Ada tiga hal penting (Black and William) yang harus diperhatikan dalam menunjang agar proses umpan balik dapat berlangsung efektif, yaitu :
(1) Recognition of the desired goal.
Umpan balik diberikan sebagai respons atas kinerja siswa. Kinerja siswa adalah kesanggupan siswa untuk dapat menunjukkan penguasaannya atas berbagai tujuan pembelajarannya. Guru harus dapat merumuskan tujuan pembelajaran yang hendak dicapai secara jelas dan dapat mengkomunikasikannya pada awal pembelajaran, baik tentang wilayah materi, indikator kurikuler maupun penguasaan tujuan.
Salah satu metode yang cukup efektif untuk memastikan bahwa siswa memahami tujuan pembelajarannya yaitu dengan cara melibatkan mereka dalam menetapkan “kriteria keberhasilan” yang bisa dilihat atau didengar. Misalnya, guru dapat memperlihatkan beberapa contoh produk sebagai tujuan pembelajaran yang patut ditiru oleh para siswa, menunjukkan kalimat-kalimat yang benar dengan ditulis menggunakan huruf kapital, kesimpulan yang diambil dari data, penyajian tabel atau grafik dan sejenisnya.
Apabila para siswa telah dapat memahami tentang kriteria keberhasilan pembelajarannya, mereka akan terbantu untuk mengarahkan belajarnya dan mereka akan lebih mampu untuk melaksanakan proses pembelajarannnya
Selain memberikan pemahaman yang jelas tentang tujuan pembelajaran, guru juga perlu memberikan kesempatan kepada siswa untuk memahami indikator dari tingkat penguasaan tujuan pembelajarannya, baik secara lisan, tertulis maupun dalam bentuk lainnya.

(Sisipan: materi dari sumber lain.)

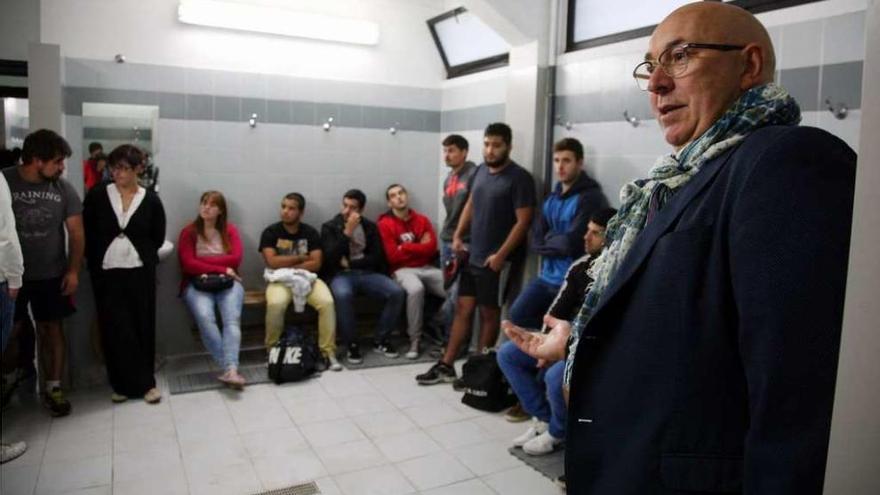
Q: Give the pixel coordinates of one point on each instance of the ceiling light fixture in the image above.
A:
(271, 20)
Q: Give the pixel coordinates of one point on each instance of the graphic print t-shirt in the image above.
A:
(40, 212)
(303, 242)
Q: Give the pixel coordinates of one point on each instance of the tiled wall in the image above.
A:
(816, 59)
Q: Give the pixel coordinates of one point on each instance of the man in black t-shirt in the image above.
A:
(293, 244)
(497, 215)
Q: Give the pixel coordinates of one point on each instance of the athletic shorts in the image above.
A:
(45, 300)
(484, 284)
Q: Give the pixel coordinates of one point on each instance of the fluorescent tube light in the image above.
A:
(271, 20)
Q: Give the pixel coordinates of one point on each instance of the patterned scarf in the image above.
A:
(758, 107)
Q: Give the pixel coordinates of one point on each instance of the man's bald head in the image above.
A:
(723, 51)
(729, 24)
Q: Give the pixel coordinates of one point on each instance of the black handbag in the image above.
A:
(486, 388)
(212, 282)
(294, 357)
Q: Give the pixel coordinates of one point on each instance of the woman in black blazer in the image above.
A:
(125, 226)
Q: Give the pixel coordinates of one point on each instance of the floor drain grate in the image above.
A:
(304, 489)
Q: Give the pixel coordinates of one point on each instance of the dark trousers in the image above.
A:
(126, 303)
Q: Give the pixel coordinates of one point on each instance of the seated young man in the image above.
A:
(293, 244)
(355, 264)
(545, 401)
(411, 248)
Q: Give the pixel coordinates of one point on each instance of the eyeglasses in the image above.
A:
(673, 61)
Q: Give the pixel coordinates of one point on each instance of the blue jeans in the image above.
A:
(533, 303)
(448, 308)
(7, 312)
(223, 348)
(346, 284)
(538, 390)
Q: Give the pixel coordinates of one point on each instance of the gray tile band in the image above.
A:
(840, 82)
(235, 109)
(116, 134)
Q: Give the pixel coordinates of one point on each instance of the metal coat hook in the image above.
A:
(567, 124)
(633, 120)
(839, 111)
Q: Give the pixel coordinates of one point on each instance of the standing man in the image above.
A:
(11, 270)
(558, 233)
(45, 204)
(291, 243)
(497, 214)
(705, 354)
(355, 264)
(456, 189)
(541, 396)
(411, 248)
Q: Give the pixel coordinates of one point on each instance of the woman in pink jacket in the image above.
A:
(211, 245)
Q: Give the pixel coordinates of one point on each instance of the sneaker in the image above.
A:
(440, 372)
(56, 403)
(458, 385)
(232, 379)
(413, 351)
(517, 414)
(385, 347)
(544, 443)
(9, 451)
(538, 427)
(153, 396)
(354, 354)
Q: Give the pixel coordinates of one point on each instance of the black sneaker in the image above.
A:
(354, 354)
(56, 403)
(385, 347)
(440, 372)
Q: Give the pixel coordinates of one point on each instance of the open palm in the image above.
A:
(544, 347)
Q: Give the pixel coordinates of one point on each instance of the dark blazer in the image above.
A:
(145, 229)
(335, 244)
(709, 365)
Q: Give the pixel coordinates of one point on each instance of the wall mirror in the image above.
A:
(113, 124)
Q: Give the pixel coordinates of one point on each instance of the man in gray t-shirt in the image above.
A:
(497, 215)
(44, 205)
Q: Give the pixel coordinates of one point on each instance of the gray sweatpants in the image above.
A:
(415, 281)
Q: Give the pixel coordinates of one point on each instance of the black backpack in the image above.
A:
(486, 388)
(294, 357)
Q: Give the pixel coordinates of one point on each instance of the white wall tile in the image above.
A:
(801, 45)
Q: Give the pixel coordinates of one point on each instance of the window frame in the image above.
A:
(475, 66)
(753, 6)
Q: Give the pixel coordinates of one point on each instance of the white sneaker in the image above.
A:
(538, 427)
(334, 363)
(413, 351)
(541, 444)
(9, 451)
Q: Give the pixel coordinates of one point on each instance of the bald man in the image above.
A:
(703, 359)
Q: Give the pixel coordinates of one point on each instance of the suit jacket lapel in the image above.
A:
(659, 226)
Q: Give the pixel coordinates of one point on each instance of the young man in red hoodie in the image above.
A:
(411, 248)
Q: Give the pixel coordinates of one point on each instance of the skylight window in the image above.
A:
(466, 43)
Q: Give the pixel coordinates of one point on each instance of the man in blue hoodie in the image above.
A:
(557, 235)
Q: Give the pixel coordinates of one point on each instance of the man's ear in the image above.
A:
(753, 68)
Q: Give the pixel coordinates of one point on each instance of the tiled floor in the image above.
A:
(355, 432)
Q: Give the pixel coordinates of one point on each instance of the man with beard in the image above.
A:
(44, 204)
(497, 215)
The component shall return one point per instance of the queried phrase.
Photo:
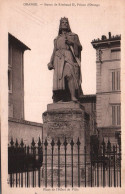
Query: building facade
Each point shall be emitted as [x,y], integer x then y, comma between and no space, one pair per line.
[108,89]
[19,128]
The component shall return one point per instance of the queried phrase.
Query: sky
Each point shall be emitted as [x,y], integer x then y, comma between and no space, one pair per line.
[37,26]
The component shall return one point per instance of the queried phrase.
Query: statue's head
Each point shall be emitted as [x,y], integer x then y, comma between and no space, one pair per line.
[64,25]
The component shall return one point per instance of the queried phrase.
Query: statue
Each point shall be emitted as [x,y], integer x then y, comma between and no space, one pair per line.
[66,62]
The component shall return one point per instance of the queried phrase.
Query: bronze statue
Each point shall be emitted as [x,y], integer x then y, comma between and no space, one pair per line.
[66,62]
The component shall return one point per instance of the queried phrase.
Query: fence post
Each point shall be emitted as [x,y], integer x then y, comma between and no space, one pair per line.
[78,144]
[16,159]
[12,152]
[46,144]
[33,149]
[52,144]
[114,166]
[85,163]
[65,147]
[120,161]
[58,144]
[91,153]
[22,147]
[40,159]
[103,144]
[27,166]
[72,144]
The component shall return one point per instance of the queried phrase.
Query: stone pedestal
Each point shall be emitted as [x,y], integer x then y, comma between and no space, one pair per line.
[65,120]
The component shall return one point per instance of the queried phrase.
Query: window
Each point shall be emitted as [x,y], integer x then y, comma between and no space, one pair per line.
[116,114]
[115,80]
[115,53]
[10,80]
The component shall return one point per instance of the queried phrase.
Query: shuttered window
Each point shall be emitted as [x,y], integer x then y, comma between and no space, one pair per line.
[115,80]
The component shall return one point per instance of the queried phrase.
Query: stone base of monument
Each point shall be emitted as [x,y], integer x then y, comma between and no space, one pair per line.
[64,122]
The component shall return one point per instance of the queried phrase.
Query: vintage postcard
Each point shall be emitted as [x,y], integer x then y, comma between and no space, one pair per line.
[62,96]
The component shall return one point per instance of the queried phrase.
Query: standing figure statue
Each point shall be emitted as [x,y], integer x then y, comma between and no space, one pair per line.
[66,62]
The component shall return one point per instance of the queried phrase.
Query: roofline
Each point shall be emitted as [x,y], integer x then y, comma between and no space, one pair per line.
[21,44]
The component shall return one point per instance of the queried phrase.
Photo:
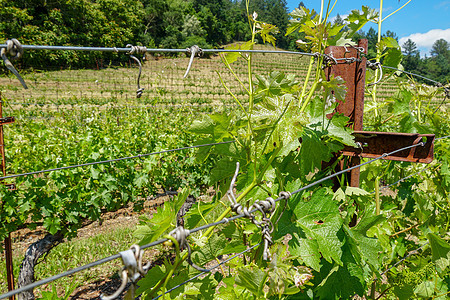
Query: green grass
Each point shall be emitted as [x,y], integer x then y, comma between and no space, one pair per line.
[78,252]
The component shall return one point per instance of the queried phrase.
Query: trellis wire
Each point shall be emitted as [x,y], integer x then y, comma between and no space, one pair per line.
[413,74]
[208,270]
[154,50]
[112,160]
[206,226]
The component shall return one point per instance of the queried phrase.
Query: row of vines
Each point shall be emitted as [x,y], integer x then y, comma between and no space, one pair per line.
[281,137]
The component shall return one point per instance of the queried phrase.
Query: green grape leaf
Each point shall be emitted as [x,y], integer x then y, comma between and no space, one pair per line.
[358,18]
[203,126]
[211,249]
[320,219]
[267,31]
[387,43]
[312,151]
[367,247]
[154,275]
[299,16]
[231,57]
[165,218]
[252,278]
[440,251]
[337,130]
[400,103]
[393,57]
[314,226]
[344,281]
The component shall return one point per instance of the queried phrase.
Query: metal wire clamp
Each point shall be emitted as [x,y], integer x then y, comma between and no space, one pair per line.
[181,234]
[132,270]
[193,51]
[13,48]
[374,66]
[265,207]
[137,50]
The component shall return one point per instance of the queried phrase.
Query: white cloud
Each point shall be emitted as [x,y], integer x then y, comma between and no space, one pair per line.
[425,41]
[331,20]
[442,5]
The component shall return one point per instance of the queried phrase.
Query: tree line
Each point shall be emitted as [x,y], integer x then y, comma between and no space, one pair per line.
[165,24]
[115,23]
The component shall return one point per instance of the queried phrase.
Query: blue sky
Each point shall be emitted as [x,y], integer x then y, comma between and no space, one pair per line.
[423,21]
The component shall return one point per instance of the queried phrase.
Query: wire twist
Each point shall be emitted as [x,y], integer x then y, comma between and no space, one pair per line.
[131,271]
[15,50]
[193,51]
[180,234]
[266,207]
[374,66]
[137,50]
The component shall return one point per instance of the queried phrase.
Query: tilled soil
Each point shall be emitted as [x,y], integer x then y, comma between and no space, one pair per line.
[105,284]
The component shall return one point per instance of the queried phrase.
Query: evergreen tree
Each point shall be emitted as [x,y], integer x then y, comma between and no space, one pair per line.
[440,47]
[411,54]
[338,20]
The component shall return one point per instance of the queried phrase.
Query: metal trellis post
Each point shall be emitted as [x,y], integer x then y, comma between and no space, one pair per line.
[371,144]
[8,247]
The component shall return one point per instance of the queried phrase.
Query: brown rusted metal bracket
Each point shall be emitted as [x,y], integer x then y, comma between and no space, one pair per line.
[374,144]
[8,243]
[371,144]
[6,120]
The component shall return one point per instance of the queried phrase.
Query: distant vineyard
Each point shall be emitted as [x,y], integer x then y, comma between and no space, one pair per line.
[162,79]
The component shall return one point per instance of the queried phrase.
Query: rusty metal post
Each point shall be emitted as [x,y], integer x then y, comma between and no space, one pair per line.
[8,246]
[354,75]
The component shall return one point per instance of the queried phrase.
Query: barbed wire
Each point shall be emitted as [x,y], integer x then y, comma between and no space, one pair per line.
[413,74]
[155,50]
[203,227]
[113,160]
[208,270]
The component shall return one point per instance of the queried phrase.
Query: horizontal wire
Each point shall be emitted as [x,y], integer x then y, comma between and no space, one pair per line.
[412,74]
[128,49]
[207,270]
[112,160]
[206,226]
[404,258]
[404,178]
[442,137]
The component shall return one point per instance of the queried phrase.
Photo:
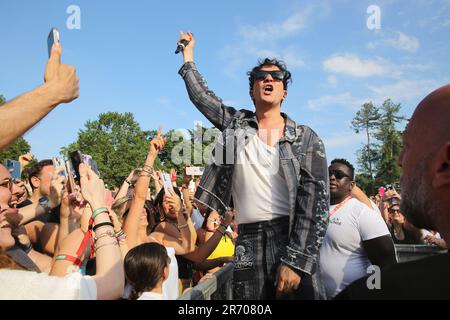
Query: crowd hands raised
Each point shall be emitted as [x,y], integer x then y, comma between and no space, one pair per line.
[155,243]
[58,243]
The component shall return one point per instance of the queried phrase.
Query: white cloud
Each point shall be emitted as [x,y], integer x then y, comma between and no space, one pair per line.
[403,42]
[344,99]
[396,39]
[332,80]
[342,139]
[403,90]
[272,31]
[351,64]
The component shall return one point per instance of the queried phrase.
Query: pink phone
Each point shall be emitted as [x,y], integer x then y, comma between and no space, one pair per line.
[381,192]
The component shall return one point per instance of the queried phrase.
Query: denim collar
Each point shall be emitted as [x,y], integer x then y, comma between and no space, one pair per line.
[290,130]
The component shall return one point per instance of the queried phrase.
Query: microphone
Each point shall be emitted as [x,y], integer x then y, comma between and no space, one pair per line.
[183,43]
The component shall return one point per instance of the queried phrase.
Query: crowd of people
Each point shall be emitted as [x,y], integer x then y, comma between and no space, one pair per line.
[294,226]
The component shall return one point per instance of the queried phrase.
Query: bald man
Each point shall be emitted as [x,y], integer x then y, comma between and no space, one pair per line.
[425,160]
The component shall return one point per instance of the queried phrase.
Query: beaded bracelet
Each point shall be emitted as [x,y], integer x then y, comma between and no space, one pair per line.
[103,224]
[183,226]
[121,236]
[115,243]
[98,211]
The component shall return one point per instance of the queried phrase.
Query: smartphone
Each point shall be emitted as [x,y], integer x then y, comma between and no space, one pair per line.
[69,171]
[191,186]
[76,158]
[60,166]
[13,167]
[167,183]
[53,37]
[195,171]
[381,192]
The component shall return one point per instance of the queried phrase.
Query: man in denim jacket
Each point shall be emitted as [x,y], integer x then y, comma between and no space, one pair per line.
[275,171]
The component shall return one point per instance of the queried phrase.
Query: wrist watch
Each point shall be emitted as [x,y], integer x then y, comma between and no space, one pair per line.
[44,203]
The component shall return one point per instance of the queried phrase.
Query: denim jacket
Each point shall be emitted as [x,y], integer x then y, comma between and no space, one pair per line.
[302,159]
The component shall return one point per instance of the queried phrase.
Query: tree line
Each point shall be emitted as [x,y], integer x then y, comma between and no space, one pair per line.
[118,144]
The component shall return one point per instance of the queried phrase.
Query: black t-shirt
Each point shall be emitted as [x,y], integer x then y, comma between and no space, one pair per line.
[423,279]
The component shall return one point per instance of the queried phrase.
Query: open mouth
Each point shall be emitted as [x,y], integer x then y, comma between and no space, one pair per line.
[268,89]
[4,225]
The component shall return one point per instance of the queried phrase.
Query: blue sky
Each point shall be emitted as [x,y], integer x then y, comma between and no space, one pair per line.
[124,55]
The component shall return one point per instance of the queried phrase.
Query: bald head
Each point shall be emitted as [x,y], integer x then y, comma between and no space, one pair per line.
[425,162]
[431,119]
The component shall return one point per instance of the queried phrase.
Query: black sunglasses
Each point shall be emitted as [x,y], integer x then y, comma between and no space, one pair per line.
[338,174]
[261,75]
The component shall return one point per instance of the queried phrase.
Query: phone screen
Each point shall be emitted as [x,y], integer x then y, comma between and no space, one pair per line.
[167,183]
[13,167]
[76,158]
[69,171]
[53,37]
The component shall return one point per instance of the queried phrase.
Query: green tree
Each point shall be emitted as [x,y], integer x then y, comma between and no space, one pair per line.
[391,143]
[187,146]
[116,142]
[367,119]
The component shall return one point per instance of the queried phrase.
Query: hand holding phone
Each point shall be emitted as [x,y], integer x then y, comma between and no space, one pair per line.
[13,167]
[53,37]
[195,171]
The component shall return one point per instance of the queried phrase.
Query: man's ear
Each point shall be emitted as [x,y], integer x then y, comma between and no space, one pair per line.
[441,167]
[166,273]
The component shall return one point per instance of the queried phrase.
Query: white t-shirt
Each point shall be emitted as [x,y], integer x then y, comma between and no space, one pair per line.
[170,286]
[152,296]
[342,256]
[29,285]
[259,188]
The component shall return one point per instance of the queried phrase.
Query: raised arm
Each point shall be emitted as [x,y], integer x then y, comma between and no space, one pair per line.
[34,210]
[20,114]
[132,222]
[359,195]
[204,99]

(2) Evidence about present position
Istilah ”bukti” di sini menunjuk kepada informasi atau fakta tentang kinerja yang berkaitan dengan tujuan pembelajaran, khusunya tentang sejauhmana tujuan pembelajaran telah tercapai dan sejauhmana tujuan pembelajaran itu belum tercapai.
Grant Wiggin mengemukakan bahwa umpan balik bukanlah tentang pemberian pujian atau celaan, persetujuan atau ketidaksetujuan, tetapi sebagai usaha untuk memberikan nilai atau makna. Umpan balik pada dasarnya bersifat netral yang menggambarkan apa yang telah dilakukan dan tidak dilakukan siswa. Selain itu, bahwa umpan balik juga harus bersifat obyektif, deskriptif dan disampaikan pada waktu yang tepat yakni pada saat tujuan pembelajaran masih segar dalam benak siswa.
Salah satu cara pemberian umpan balik yang cukup bermakna yaitu dengan membandingkan produk siswa dengan kriteria keberhasilan telah telah dikomunikasikan sebelumnya. Contoh sederhana pemberian umpan balik yaitu dengan membuat sebuah format tentang “Daftar Kriteria Keberhasilan”. Dalam daftar tersebut, guru dapat memberikan tanda + (plus) untuk menunjukkan tentang kriteria yang telah berhasil dipenuhi siswa dan memberikan catatan tertentu untuk yang belum dipenuhinya.
(3) Some understanding of a way to close the gap between the two.
Umpan balik yang efektif yaitu harus dapat memberikan bimbingan kepada setiap siswa tentang bagaimana melakukan perbaikan. Black dan Wiliam menegaskan bahwa setiap siswa harus diberi bantuan dan kesempatan untuk melakukan perbaikan. Guru tidak hanya memberikan umpan balik yang mencerminkan tentang kinerja yang berkaitan dengan tujuan pembelajaran siswanya, tetapi juga harus dapat memberikan strategi dan tips tentang cara yang lebih efektif untuk mencapai tujuan, serta kesempatan untuk menerapkan umpan balik yang diterimanya.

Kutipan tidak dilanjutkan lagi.